Plaza in Gaza

While the world watches as Obama tries to hold the Syrian government accountable to its war crimes and use of chemical weapons against the Syrian people, it makes me sad to remember the people of Gaza and the white phosphorus that was used against Palestinians in 2008 by the Israelis.

Just before I start, I wanted to show you Gaza on the map. Gaza is the small strip of land that borders with Egypt and Israel and has been separated from the Palestinians in the West Bank.


Gaza is one of the most densely populated areas in the world with more than 1.5 million people living in this small space. What has come of it as an aftermath of Israel’s ongoing persecution makes me very sad and Gaza today has become like one big prison. The Israeli’s have put an electronic fence around its borders to prevent people from going in or out and Israel controls both the airspace and territorial waters surrounding Gaza. More than one third of the people who are able and willing to work are unemployed and most of the Palestinians living there are either subsidized by the Palestinian government in the West Bank, Hamas or by the UN.

The tunnels existing between Egypt and Gaza, where goods would often be channeled into the country are slowly being destroyed and sealed over time for ‘security purposes’. These goods I’m talking about include civilian and humanitarian relief, like medical supplies, food and water. Only a quarter of households receive running water every day and even the ones lucky enough to access running water only have it for a few hours.
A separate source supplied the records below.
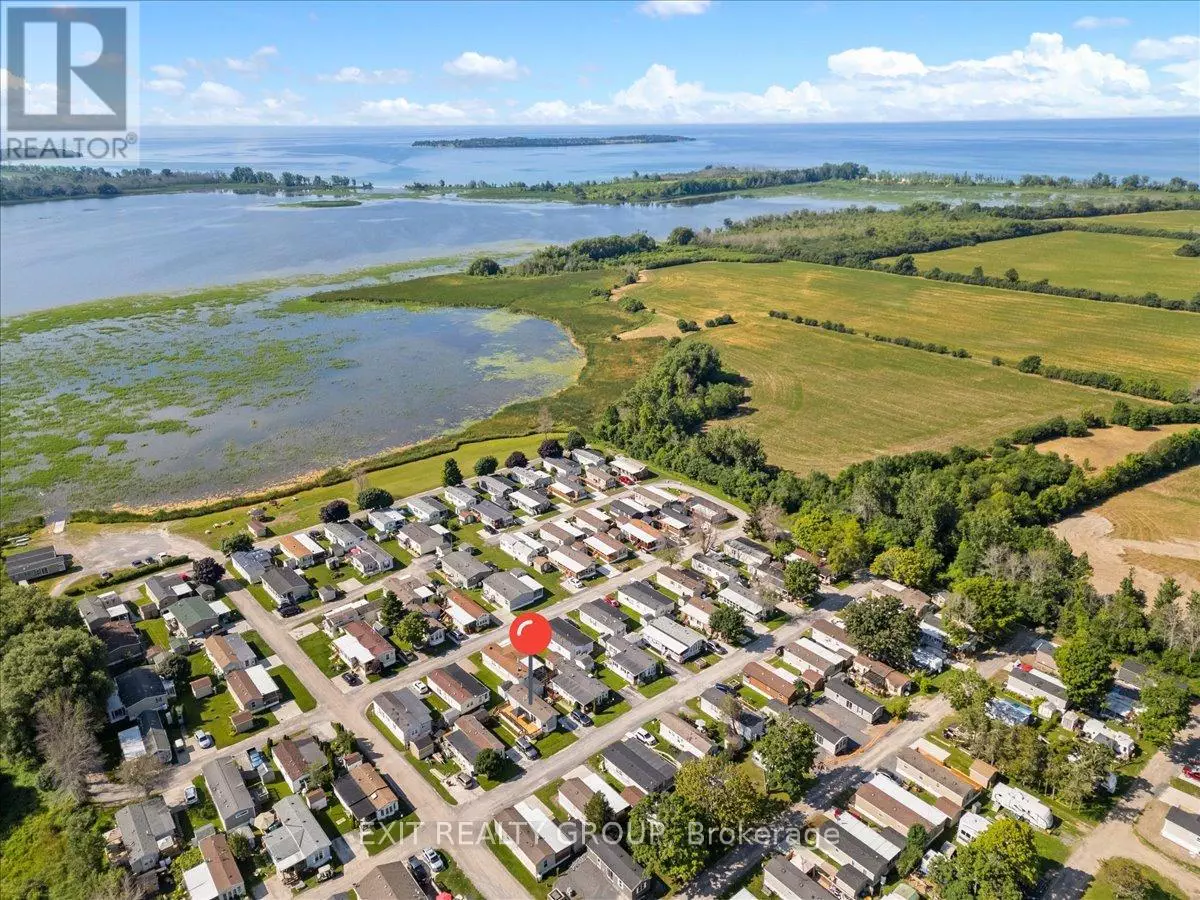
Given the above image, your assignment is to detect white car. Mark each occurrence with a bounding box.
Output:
[632,728,659,746]
[421,847,446,872]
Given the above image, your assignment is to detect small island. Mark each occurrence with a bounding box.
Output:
[413,134,695,150]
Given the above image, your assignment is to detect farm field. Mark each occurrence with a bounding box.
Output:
[648,317,1111,473]
[1038,425,1196,472]
[1075,209,1200,232]
[1093,466,1200,542]
[880,232,1200,299]
[624,259,1200,388]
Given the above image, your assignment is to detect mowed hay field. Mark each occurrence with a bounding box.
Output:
[882,232,1200,300]
[1072,209,1200,233]
[1038,425,1196,472]
[1092,466,1200,541]
[626,263,1200,388]
[652,317,1111,472]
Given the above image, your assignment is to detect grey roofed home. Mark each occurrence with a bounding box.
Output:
[617,581,674,616]
[601,738,676,793]
[200,756,254,828]
[116,666,167,708]
[442,550,492,582]
[263,565,310,596]
[5,547,67,582]
[114,797,175,859]
[354,860,426,900]
[374,689,433,734]
[263,794,332,869]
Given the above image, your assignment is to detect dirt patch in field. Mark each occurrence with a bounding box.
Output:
[1038,425,1195,472]
[1054,512,1200,595]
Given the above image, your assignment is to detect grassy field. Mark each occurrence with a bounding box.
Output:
[1093,466,1200,541]
[630,259,1200,388]
[883,230,1200,299]
[1075,209,1200,232]
[636,265,1118,472]
[1084,857,1186,900]
[1038,425,1196,472]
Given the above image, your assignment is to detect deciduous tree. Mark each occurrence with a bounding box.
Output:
[842,595,920,668]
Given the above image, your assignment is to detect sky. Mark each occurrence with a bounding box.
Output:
[7,0,1200,128]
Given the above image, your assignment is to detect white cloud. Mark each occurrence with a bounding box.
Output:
[442,50,529,82]
[637,0,713,19]
[226,44,280,74]
[1074,16,1129,31]
[150,66,187,80]
[317,66,413,84]
[188,82,246,107]
[828,47,929,78]
[143,78,187,97]
[350,97,496,125]
[1133,35,1200,60]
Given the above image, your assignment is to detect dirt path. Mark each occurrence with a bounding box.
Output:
[1054,512,1200,595]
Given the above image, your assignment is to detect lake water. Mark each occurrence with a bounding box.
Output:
[0,301,583,520]
[0,119,1200,316]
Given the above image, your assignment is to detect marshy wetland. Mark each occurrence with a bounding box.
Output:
[0,282,583,521]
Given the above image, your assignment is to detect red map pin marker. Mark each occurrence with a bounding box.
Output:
[509,612,550,656]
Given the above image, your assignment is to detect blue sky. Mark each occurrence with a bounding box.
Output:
[28,0,1200,126]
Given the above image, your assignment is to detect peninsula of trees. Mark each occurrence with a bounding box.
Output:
[413,134,695,150]
[0,166,373,204]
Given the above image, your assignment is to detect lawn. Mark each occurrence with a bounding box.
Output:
[434,850,484,900]
[637,676,677,698]
[136,618,170,650]
[241,631,275,659]
[176,680,277,746]
[624,263,1123,472]
[878,232,1200,299]
[296,629,344,678]
[268,666,317,713]
[1084,857,1187,900]
[487,826,554,900]
[366,709,458,806]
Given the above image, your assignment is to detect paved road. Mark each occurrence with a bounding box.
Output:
[147,481,748,900]
[1043,704,1200,900]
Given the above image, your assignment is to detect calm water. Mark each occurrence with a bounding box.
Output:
[0,119,1200,316]
[0,301,582,518]
[0,192,864,316]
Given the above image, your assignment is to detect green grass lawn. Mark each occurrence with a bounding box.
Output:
[487,827,554,900]
[296,629,346,678]
[367,709,458,806]
[434,850,484,900]
[175,680,278,746]
[884,232,1200,303]
[241,631,275,659]
[268,666,317,713]
[136,619,170,650]
[637,676,677,698]
[1084,857,1187,900]
[362,810,421,857]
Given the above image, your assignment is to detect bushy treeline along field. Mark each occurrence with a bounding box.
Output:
[4,176,1200,528]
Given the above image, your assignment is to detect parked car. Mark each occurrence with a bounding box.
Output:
[517,734,541,760]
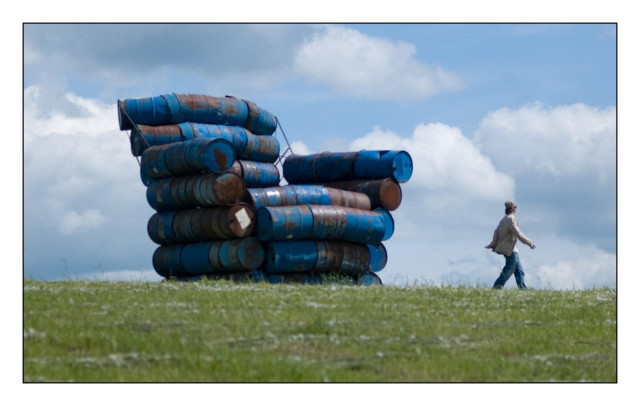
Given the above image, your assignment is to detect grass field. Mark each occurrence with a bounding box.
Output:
[23,280,617,382]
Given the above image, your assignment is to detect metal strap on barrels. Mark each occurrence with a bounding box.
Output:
[118,103,151,166]
[274,116,294,165]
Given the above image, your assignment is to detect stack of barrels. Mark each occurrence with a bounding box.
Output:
[262,151,413,284]
[118,94,412,284]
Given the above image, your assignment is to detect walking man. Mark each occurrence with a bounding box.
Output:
[485,200,536,289]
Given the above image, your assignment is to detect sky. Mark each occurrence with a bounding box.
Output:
[23,23,618,289]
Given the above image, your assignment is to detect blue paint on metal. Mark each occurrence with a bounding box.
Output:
[264,240,318,273]
[232,160,280,188]
[356,272,382,286]
[256,206,313,241]
[353,151,413,183]
[283,151,413,184]
[367,244,387,272]
[256,205,387,244]
[374,207,395,241]
[180,242,214,275]
[152,245,187,278]
[118,93,277,135]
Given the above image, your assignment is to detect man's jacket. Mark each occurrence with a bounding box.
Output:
[489,214,533,256]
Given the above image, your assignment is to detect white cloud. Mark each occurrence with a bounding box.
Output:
[350,123,515,201]
[294,26,462,100]
[60,209,106,234]
[475,102,616,182]
[24,86,118,149]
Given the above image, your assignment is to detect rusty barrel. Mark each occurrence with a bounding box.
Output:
[147,203,255,244]
[146,172,245,211]
[209,237,265,271]
[356,272,382,286]
[229,160,280,188]
[147,210,177,244]
[353,151,413,183]
[264,240,370,276]
[130,125,187,156]
[256,206,313,241]
[244,186,298,209]
[323,178,402,211]
[140,144,171,181]
[283,151,413,184]
[245,185,371,210]
[256,205,388,244]
[316,241,370,275]
[282,152,358,184]
[178,123,280,163]
[118,93,277,135]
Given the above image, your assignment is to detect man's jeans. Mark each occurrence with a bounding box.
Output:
[493,252,527,289]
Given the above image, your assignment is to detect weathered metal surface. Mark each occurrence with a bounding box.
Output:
[353,151,413,183]
[147,172,245,211]
[228,160,280,188]
[264,240,370,276]
[256,205,393,244]
[356,272,382,286]
[140,138,235,181]
[245,185,371,210]
[153,237,265,277]
[326,187,371,210]
[147,211,177,244]
[367,244,387,272]
[283,151,413,184]
[118,93,277,135]
[323,178,402,211]
[209,237,265,271]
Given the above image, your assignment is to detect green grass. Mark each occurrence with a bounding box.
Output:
[23,280,617,382]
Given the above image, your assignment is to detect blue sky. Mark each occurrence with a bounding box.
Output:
[23,24,617,289]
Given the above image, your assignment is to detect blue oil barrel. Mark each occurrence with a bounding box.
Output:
[147,211,177,244]
[353,151,413,183]
[282,155,316,185]
[342,209,386,244]
[229,160,280,188]
[256,206,313,241]
[140,144,171,181]
[118,93,277,135]
[313,152,358,182]
[331,241,370,276]
[356,272,382,286]
[374,207,395,241]
[323,178,402,211]
[256,205,386,244]
[367,244,387,272]
[308,205,347,240]
[181,123,249,156]
[152,244,187,278]
[147,172,245,211]
[182,138,235,175]
[209,237,265,271]
[264,240,318,273]
[244,186,298,209]
[180,242,214,275]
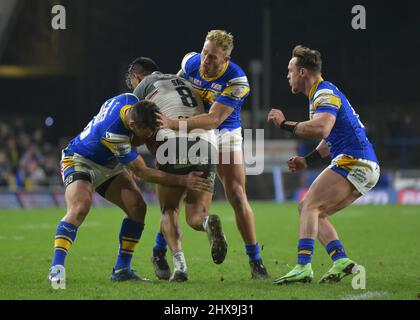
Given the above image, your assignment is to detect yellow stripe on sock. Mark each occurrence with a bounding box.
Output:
[121,240,137,251]
[54,239,71,250]
[55,234,73,243]
[298,250,312,254]
[122,237,139,243]
[120,249,134,255]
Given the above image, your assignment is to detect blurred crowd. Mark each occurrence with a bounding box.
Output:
[0,110,420,191]
[0,118,61,190]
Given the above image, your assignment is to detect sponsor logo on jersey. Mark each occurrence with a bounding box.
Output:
[189,77,201,86]
[211,83,222,90]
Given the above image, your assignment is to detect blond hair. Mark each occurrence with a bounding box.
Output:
[292,45,322,73]
[206,30,233,56]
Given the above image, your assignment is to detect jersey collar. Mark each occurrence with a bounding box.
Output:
[120,104,133,129]
[309,77,324,100]
[200,60,230,81]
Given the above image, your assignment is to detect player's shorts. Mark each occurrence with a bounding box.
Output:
[329,154,381,194]
[60,149,127,196]
[217,127,243,152]
[156,137,218,193]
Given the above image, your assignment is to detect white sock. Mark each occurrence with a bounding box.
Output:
[201,216,209,232]
[172,250,187,272]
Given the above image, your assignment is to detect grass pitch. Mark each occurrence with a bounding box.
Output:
[0,202,420,300]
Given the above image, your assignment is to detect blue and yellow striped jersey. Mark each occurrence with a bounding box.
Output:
[309,78,378,163]
[181,52,249,131]
[66,93,139,166]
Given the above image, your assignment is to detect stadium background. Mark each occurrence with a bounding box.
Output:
[0,1,420,207]
[0,0,420,299]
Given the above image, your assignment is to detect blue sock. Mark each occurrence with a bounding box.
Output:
[51,221,77,266]
[153,231,167,256]
[298,238,315,265]
[245,242,261,261]
[114,218,144,270]
[325,240,347,261]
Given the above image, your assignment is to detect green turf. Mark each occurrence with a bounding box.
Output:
[0,202,420,300]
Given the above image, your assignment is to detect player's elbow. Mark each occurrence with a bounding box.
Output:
[317,125,331,139]
[202,113,223,130]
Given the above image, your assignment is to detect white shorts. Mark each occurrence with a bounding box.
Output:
[328,154,381,194]
[61,150,127,190]
[217,127,243,152]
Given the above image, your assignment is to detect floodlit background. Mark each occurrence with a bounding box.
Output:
[0,0,420,299]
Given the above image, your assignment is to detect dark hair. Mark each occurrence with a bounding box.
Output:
[131,100,159,130]
[292,45,322,73]
[125,57,159,90]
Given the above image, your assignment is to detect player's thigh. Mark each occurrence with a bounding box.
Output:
[156,184,185,213]
[185,190,213,219]
[217,150,245,191]
[104,171,146,221]
[64,180,93,214]
[299,168,360,216]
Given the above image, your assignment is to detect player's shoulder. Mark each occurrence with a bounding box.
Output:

Water extracted from the aquifers in Gaza is not safe for human consumption – the UN published a report recently saying 90% of this water is actually contaminated and not safe for humans to drink.

The Palestinians in Gaza do not have the opportunity to connect with family and friends in the West Bank, they are unable to look for job opportunities outside of their borders and do not have access to clean and safe drinking water. One of the UN Millennium Development Goals to be reached by 2015 talks about halving the number of people without access to safe drinking water. I hope Gaza becomes one of the areas they succeed in.

Why did I choose to write about Gaza today?

Because I wanted to give a voice to the people living imprisoned within their own borders. Whenever people wonder why there are movements to boycott Israeli products, why Palestinians become emotional and frustrated when talking about Israel and why there is hatred towards Israel in the first place, what happened and continues to happen in Gaza today is a very small example of why.